К пятнице, девятнадцатого числа, под ёлкой в гостиной начали появляться красиво упакованные подарки, и каждое утро их становилось на несколько больше — будто ночью наведывались эльфы. Днём двадцать первого мы, дети, собрались за столом для завтрака вместе с Франклином и Лореттой, чтобы получить отчёт о состоянии наших личных трастовых фондов. Я удивилась, что фонд завели и для меня, и поразилась сумме, с которой его открыли. Я настаивала, что собственные деньги мне ни к чему. Франклин объяснил, что однажды они мне непременно понадобятся. Каждый декабрь в каждый фонд будут вноситься новые суммы. Кроме того, активы будут ежегодно расти в цене. Каждый из нас должен был решить, какую часть в этом году отдать на благотворительность.

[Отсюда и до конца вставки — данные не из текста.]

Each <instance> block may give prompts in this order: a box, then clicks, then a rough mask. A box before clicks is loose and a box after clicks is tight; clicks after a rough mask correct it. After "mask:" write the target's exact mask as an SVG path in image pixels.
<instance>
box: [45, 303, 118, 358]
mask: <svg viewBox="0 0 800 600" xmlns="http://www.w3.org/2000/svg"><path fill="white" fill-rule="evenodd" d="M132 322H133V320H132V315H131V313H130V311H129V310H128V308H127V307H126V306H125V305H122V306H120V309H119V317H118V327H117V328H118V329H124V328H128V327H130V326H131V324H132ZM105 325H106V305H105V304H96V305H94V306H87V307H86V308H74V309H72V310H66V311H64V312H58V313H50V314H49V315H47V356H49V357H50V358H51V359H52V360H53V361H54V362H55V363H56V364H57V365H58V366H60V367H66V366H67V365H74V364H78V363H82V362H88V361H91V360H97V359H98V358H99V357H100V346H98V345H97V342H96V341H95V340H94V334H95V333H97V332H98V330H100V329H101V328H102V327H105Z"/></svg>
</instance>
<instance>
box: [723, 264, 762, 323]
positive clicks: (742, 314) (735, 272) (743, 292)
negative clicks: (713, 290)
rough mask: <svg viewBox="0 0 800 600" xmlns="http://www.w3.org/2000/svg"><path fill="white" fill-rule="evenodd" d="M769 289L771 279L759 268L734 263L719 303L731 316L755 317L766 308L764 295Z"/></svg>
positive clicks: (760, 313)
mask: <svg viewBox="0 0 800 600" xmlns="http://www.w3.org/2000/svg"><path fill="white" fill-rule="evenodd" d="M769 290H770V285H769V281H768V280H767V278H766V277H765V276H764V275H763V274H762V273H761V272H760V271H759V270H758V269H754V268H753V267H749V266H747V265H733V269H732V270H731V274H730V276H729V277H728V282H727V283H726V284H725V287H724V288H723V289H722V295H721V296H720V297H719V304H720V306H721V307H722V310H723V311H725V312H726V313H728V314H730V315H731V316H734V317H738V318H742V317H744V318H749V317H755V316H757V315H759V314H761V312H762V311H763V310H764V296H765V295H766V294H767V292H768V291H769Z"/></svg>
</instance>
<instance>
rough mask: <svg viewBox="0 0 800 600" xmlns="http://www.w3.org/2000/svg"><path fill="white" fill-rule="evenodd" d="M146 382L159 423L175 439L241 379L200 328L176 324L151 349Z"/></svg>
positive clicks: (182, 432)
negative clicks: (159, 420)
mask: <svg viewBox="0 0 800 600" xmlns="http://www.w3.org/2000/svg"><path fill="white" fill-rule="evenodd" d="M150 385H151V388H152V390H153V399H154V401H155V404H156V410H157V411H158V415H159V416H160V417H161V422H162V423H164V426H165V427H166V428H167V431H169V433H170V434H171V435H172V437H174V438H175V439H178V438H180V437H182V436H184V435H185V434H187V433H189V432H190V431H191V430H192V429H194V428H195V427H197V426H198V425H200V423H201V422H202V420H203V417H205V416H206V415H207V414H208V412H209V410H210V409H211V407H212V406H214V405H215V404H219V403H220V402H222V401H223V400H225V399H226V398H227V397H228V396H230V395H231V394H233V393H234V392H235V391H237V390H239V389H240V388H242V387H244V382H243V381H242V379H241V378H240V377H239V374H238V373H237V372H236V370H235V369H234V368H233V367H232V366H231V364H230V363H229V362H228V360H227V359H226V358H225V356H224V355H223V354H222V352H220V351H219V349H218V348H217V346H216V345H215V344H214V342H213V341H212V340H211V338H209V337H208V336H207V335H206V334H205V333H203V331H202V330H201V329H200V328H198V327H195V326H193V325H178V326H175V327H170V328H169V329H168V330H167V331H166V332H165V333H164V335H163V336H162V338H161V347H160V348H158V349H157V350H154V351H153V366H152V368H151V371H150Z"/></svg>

Мы называли благотворительную организацию, а от нас ожидали щедрости — но не безрассудства.
— Суд объявляется открытым, — сказал Франклин, нахмурив брови и прищурившись. — Трое из вас, богатенькие сопляки, уже проходили через этот ритуал, а Аддиэл предстоит получить болезненный урок.
— Мне не нравится, что меня называют «богатенькой соплячкой», — возразила Гертруда. — Я требую, чтобы меня называли «богатенькой козявкой».
— А я, — сказала Изадора, — требую, чтобы меня называли «богатенькой харкотиной».
— Поддерживаю их требования, — заявил Гарри. — Для них это просто идеальные названия.
— А Гарри, — сказала Гертруда, — следует называть «вонючим богатеньким мальчиком-пердуном».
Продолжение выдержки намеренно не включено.